ML Interview Prepration Guide (Draft)

ML Interview Guide
Author

Aayush Agrawal

Published

August 24, 2024

A collection of resources while preparing for MLE interviews at Meta or other big tech companies.

Not long ago, I transitioned from a Senior ML Scientist role at Microsoft to a Machine Learning Engineer position at Meta, and the journey was anything but quick. The preparation process was extensive, especially since it was my first experience with LeetCode-style coding interviews and ML system design interviews.
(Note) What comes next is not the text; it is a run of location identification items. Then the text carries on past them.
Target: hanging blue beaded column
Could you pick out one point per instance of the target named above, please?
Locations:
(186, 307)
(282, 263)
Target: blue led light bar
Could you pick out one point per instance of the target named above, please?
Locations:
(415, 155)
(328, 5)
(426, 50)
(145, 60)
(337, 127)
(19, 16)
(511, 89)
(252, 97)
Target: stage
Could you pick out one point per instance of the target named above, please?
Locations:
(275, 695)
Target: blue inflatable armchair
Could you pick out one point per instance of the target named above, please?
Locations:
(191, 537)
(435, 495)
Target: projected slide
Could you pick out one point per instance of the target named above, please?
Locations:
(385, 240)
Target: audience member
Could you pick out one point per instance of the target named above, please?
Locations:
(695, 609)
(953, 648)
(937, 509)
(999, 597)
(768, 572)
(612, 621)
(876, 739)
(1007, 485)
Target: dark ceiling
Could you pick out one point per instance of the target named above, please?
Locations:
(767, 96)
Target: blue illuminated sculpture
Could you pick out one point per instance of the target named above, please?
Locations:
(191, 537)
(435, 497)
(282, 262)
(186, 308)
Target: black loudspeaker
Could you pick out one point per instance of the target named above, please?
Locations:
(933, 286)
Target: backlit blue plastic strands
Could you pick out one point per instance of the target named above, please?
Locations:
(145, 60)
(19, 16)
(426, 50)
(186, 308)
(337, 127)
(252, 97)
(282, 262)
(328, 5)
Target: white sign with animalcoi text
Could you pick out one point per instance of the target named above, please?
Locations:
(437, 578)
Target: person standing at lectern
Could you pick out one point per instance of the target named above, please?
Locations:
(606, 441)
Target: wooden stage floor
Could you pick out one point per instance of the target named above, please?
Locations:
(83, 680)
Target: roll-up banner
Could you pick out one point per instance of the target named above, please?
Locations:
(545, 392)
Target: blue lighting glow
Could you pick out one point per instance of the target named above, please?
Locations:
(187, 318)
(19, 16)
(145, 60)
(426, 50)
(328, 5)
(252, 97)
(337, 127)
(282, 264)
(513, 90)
While there are many resources available for preparation, I’ll be sharing the ones that helped me navigate and succeed in this challenging process.

I will try to cover the following -

  1. Interview Process Overview: Break down the entire interview process, from initial screenings to the final onsite interviews, and share tips on what to expect at each stage.

  2. Coding Interviews: Dive into the LeetCode-style coding interviews,how I prepared for them, and the strategies that worked best for me.

  3. ML System Design Interviews: Explore the ML system design interviews, offering insights into the key concepts you need to know, how to approach open-ended design problems, and the resources that helped me build a strong foundation.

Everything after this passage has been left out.